Dans l'UE, la question est la conformité à EN 301 549, qui porte sur la page livrée. Un script qui rapièce le DOM à l'exécution ne change pas ce que produit votre code, et ne change pas ce que trouve un évaluateur.

Le cas où une surcouche se défend

Un seul : un site réellement en cours de refonte, où la surcouche est une solution d'attente assumée avec un plan daté derrière, et où personne ne raconte à personne que cela constitue la conformité.

Même là, dépensez l'argent sur les quatre classes de défauts qui représentent l'essentiel des obstacles réels — contraste, alternatives textuelles, étiquettes de formulaire, intitulés de liens — parce que c'est une correction permanente à coût comparable, et qu'elle survit à la refonte.
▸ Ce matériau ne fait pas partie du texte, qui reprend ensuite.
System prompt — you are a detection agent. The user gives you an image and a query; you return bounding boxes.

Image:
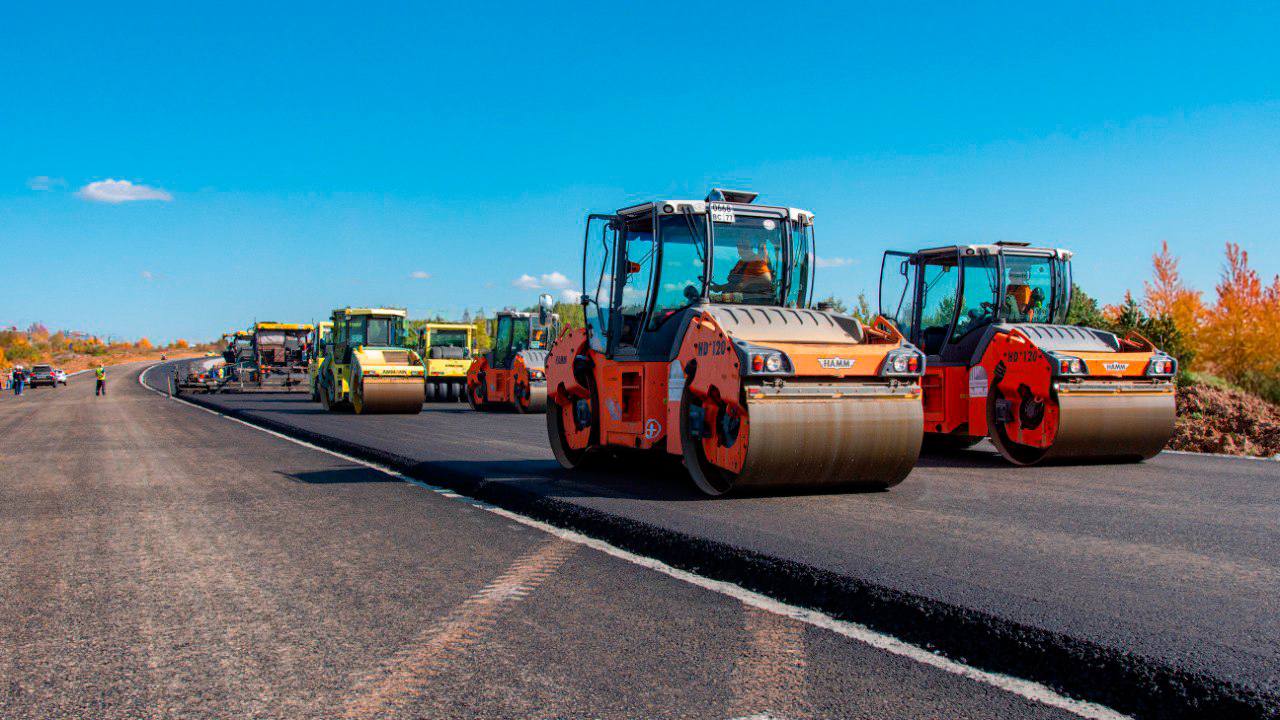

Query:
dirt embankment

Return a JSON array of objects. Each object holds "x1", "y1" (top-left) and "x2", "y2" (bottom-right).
[
  {"x1": 57, "y1": 350, "x2": 205, "y2": 373},
  {"x1": 1169, "y1": 384, "x2": 1280, "y2": 457}
]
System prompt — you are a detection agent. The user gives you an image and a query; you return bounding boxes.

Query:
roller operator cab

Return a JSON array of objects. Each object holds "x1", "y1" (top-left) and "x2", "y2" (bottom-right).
[
  {"x1": 547, "y1": 190, "x2": 924, "y2": 496},
  {"x1": 879, "y1": 242, "x2": 1178, "y2": 465},
  {"x1": 320, "y1": 307, "x2": 422, "y2": 414},
  {"x1": 417, "y1": 323, "x2": 475, "y2": 402},
  {"x1": 466, "y1": 295, "x2": 561, "y2": 413},
  {"x1": 307, "y1": 320, "x2": 333, "y2": 402}
]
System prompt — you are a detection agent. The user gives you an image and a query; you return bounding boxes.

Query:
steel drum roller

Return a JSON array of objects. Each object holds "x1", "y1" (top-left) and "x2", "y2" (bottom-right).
[{"x1": 358, "y1": 378, "x2": 425, "y2": 414}]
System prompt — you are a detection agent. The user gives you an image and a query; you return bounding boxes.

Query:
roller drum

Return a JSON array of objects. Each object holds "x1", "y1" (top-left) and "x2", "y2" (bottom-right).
[
  {"x1": 685, "y1": 396, "x2": 924, "y2": 495},
  {"x1": 516, "y1": 383, "x2": 547, "y2": 414},
  {"x1": 1044, "y1": 392, "x2": 1178, "y2": 460},
  {"x1": 991, "y1": 392, "x2": 1178, "y2": 465},
  {"x1": 360, "y1": 378, "x2": 424, "y2": 415}
]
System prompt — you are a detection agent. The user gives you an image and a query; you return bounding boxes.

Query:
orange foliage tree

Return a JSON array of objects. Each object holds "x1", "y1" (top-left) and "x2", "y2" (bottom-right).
[
  {"x1": 1198, "y1": 243, "x2": 1280, "y2": 384},
  {"x1": 1142, "y1": 242, "x2": 1206, "y2": 352}
]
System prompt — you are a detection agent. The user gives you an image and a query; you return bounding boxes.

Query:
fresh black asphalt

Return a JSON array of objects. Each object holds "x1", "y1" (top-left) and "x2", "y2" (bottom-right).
[{"x1": 145, "y1": 358, "x2": 1280, "y2": 717}]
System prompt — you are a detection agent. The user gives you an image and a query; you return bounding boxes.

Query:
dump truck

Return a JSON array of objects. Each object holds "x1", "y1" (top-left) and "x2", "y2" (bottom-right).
[
  {"x1": 547, "y1": 188, "x2": 924, "y2": 496},
  {"x1": 417, "y1": 323, "x2": 475, "y2": 402},
  {"x1": 879, "y1": 242, "x2": 1178, "y2": 465},
  {"x1": 307, "y1": 320, "x2": 333, "y2": 402},
  {"x1": 466, "y1": 295, "x2": 559, "y2": 413},
  {"x1": 319, "y1": 307, "x2": 424, "y2": 415},
  {"x1": 253, "y1": 322, "x2": 315, "y2": 387}
]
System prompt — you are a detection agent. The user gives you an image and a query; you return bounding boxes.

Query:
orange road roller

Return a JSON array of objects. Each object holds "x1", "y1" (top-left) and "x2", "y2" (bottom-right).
[
  {"x1": 467, "y1": 295, "x2": 559, "y2": 413},
  {"x1": 879, "y1": 242, "x2": 1178, "y2": 465},
  {"x1": 547, "y1": 190, "x2": 924, "y2": 496}
]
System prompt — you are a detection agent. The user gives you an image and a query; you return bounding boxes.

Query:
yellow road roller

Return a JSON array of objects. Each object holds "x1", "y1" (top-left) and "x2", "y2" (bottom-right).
[
  {"x1": 417, "y1": 323, "x2": 475, "y2": 402},
  {"x1": 319, "y1": 307, "x2": 424, "y2": 415}
]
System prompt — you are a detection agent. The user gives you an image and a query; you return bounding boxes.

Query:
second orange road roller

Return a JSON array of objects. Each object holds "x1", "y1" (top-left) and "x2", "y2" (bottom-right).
[
  {"x1": 467, "y1": 295, "x2": 559, "y2": 413},
  {"x1": 879, "y1": 242, "x2": 1178, "y2": 465},
  {"x1": 547, "y1": 190, "x2": 924, "y2": 496}
]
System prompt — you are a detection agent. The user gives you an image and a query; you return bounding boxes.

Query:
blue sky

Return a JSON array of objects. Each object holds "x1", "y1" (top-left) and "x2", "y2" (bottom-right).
[{"x1": 0, "y1": 3, "x2": 1280, "y2": 340}]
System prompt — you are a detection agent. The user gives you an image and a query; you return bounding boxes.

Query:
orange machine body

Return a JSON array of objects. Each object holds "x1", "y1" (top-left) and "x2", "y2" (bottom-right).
[
  {"x1": 881, "y1": 243, "x2": 1176, "y2": 464},
  {"x1": 547, "y1": 190, "x2": 924, "y2": 496}
]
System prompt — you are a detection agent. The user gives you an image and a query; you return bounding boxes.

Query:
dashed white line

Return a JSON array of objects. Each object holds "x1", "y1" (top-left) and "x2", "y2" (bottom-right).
[{"x1": 138, "y1": 365, "x2": 1129, "y2": 720}]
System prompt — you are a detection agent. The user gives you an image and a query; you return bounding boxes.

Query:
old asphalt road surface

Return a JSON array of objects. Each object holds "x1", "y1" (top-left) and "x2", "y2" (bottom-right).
[
  {"x1": 0, "y1": 366, "x2": 1106, "y2": 719},
  {"x1": 150, "y1": 356, "x2": 1280, "y2": 717}
]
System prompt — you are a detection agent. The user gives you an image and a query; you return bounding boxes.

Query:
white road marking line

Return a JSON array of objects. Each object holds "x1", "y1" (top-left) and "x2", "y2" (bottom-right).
[
  {"x1": 342, "y1": 539, "x2": 579, "y2": 719},
  {"x1": 138, "y1": 365, "x2": 1129, "y2": 720}
]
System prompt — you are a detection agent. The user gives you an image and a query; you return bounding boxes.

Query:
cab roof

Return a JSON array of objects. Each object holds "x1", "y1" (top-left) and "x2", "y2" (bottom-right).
[
  {"x1": 333, "y1": 307, "x2": 408, "y2": 318},
  {"x1": 253, "y1": 323, "x2": 315, "y2": 332},
  {"x1": 617, "y1": 187, "x2": 813, "y2": 225},
  {"x1": 915, "y1": 241, "x2": 1073, "y2": 260},
  {"x1": 422, "y1": 323, "x2": 475, "y2": 331}
]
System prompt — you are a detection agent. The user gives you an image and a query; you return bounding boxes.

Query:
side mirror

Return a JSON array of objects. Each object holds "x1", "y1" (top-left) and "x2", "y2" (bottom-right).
[{"x1": 538, "y1": 292, "x2": 556, "y2": 327}]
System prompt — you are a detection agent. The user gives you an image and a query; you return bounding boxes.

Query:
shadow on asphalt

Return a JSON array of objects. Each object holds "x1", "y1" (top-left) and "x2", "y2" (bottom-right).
[{"x1": 275, "y1": 468, "x2": 399, "y2": 486}]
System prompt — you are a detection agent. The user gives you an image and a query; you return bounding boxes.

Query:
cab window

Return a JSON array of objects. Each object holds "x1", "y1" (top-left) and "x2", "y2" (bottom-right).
[
  {"x1": 649, "y1": 214, "x2": 707, "y2": 328},
  {"x1": 1001, "y1": 255, "x2": 1053, "y2": 317},
  {"x1": 710, "y1": 215, "x2": 785, "y2": 305},
  {"x1": 920, "y1": 255, "x2": 960, "y2": 355},
  {"x1": 618, "y1": 215, "x2": 654, "y2": 345},
  {"x1": 787, "y1": 223, "x2": 813, "y2": 307},
  {"x1": 951, "y1": 255, "x2": 1000, "y2": 342}
]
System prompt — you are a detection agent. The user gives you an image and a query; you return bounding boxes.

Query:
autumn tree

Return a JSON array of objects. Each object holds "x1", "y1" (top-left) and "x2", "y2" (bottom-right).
[
  {"x1": 1198, "y1": 243, "x2": 1280, "y2": 387},
  {"x1": 1142, "y1": 242, "x2": 1206, "y2": 350}
]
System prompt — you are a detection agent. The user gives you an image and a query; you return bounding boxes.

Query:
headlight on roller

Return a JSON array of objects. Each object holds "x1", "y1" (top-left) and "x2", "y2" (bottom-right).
[
  {"x1": 881, "y1": 348, "x2": 924, "y2": 375},
  {"x1": 1051, "y1": 355, "x2": 1088, "y2": 375},
  {"x1": 1147, "y1": 355, "x2": 1178, "y2": 378},
  {"x1": 737, "y1": 342, "x2": 791, "y2": 375}
]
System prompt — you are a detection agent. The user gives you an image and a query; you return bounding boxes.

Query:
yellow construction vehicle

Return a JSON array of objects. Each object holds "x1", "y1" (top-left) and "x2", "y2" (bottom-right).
[
  {"x1": 319, "y1": 307, "x2": 422, "y2": 415},
  {"x1": 417, "y1": 323, "x2": 475, "y2": 402},
  {"x1": 307, "y1": 320, "x2": 333, "y2": 402}
]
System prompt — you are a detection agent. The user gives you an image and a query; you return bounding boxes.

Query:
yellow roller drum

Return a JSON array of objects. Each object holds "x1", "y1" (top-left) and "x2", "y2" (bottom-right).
[
  {"x1": 991, "y1": 391, "x2": 1178, "y2": 465},
  {"x1": 682, "y1": 392, "x2": 924, "y2": 495}
]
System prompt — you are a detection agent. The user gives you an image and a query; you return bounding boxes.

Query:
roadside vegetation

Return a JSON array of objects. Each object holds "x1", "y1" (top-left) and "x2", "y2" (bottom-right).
[{"x1": 0, "y1": 323, "x2": 216, "y2": 373}]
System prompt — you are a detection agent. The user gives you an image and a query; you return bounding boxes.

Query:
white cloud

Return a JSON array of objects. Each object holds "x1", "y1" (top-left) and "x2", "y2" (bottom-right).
[
  {"x1": 814, "y1": 255, "x2": 856, "y2": 268},
  {"x1": 27, "y1": 176, "x2": 67, "y2": 190},
  {"x1": 541, "y1": 270, "x2": 572, "y2": 290},
  {"x1": 511, "y1": 270, "x2": 572, "y2": 290},
  {"x1": 511, "y1": 273, "x2": 543, "y2": 290},
  {"x1": 76, "y1": 178, "x2": 173, "y2": 205}
]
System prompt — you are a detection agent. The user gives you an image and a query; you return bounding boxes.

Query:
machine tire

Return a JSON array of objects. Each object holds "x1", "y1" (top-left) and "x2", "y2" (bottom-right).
[
  {"x1": 545, "y1": 375, "x2": 600, "y2": 470},
  {"x1": 922, "y1": 433, "x2": 982, "y2": 452},
  {"x1": 987, "y1": 387, "x2": 1050, "y2": 465}
]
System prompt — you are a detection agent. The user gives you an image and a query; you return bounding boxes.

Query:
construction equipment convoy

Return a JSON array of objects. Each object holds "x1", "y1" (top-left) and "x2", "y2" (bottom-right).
[
  {"x1": 417, "y1": 323, "x2": 475, "y2": 402},
  {"x1": 547, "y1": 190, "x2": 924, "y2": 496},
  {"x1": 307, "y1": 320, "x2": 333, "y2": 402},
  {"x1": 879, "y1": 242, "x2": 1178, "y2": 465},
  {"x1": 319, "y1": 307, "x2": 424, "y2": 415},
  {"x1": 466, "y1": 295, "x2": 559, "y2": 413}
]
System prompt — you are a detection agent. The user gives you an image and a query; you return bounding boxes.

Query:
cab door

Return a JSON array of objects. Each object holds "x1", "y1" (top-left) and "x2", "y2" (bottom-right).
[
  {"x1": 879, "y1": 250, "x2": 919, "y2": 345},
  {"x1": 582, "y1": 215, "x2": 618, "y2": 354}
]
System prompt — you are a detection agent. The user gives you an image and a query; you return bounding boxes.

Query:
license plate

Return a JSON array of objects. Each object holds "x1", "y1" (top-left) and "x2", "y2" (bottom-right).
[{"x1": 712, "y1": 202, "x2": 733, "y2": 223}]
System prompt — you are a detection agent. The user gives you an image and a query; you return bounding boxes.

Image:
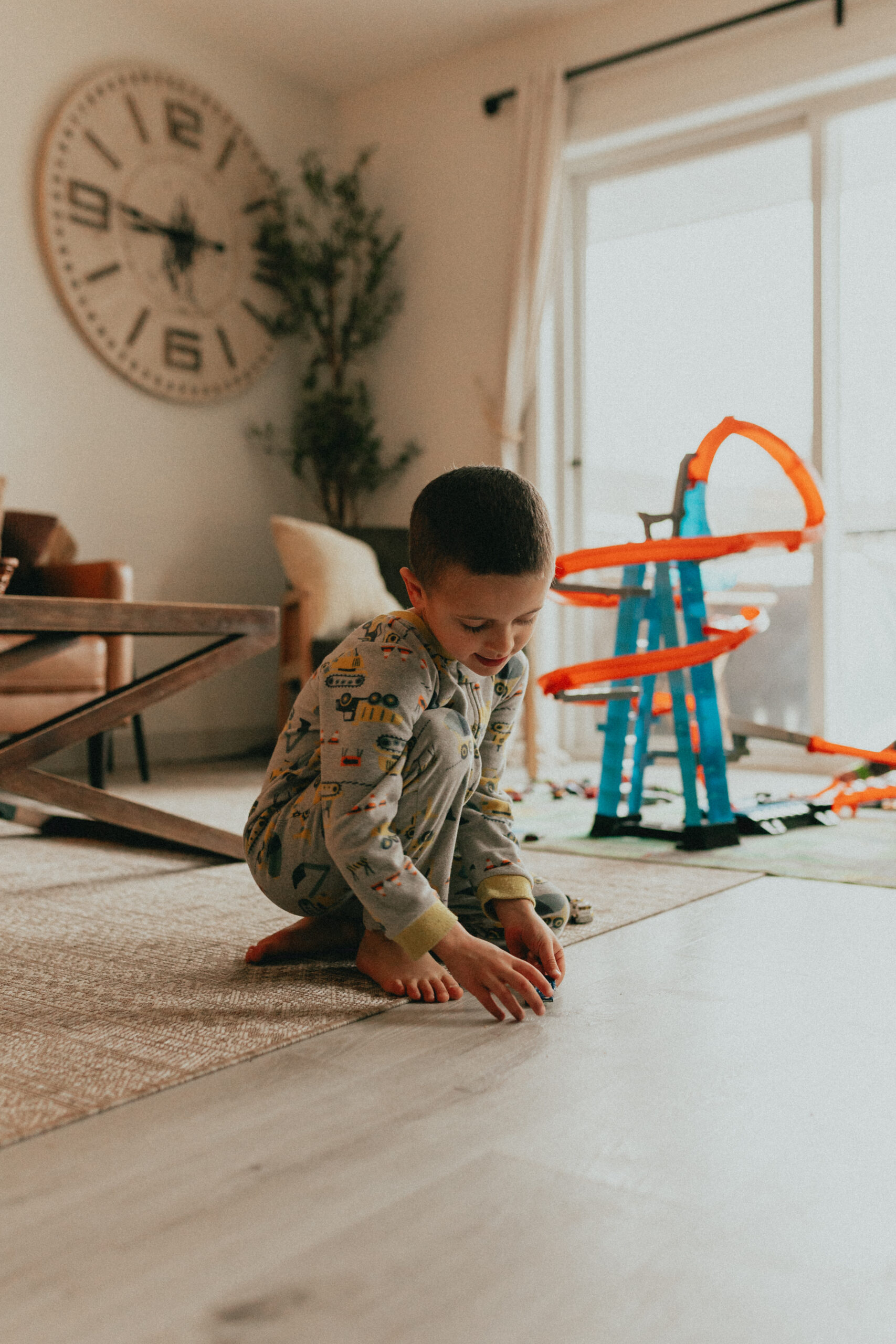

  • à faireDécouvrez ce qui échoue réellement avant d'acheter quoi que ce soit. Une analyse prend une minute.
  • à faireCorrigez les quatre classes courantes dans vos propres gabarits. La plupart des sites règlent ainsi une part substantielle de leurs échecs en un sprint.
  • à faireParcourez vos flux critiques au clavier. Cela trouve ce qu'aucun outil ne trouve.
  • à fairePubliez une déclaration nommant ce qui n'est pas encore corrigé, avec des dates. C'est ce qu'une autorité veut voir.

Questions

Une surcouche d'accessibilité me protégera-t-elle d'un procès ?
Rien ne l'indique. Des procès ont été intentés à plusieurs reprises contre des sites équipés d'une surcouche, car la demande porte sur la capacité d'un utilisateur à accomplir une tâche, pas sur le logiciel installé.
Les surcouches sont-elles activement nuisibles ?
Elles peuvent l'être. L'ARIA injecté peut écraser une sémantique native correcte, et le widget lui-même peut gêner un lecteur d'écran. Beaucoup de personnes aveugles ou malvoyantes déclarent le désactiver.
Que faire à la place ?
Trouvez ce qui échoue, corrigez-le dans vos propres gabarits, testez les flux critiques au clavier, publiez une déclaration honnête, et surveillez pour que les corrections survivent à la prochaine mise en production. Cela coûte à peu près autant, et c'est permanent.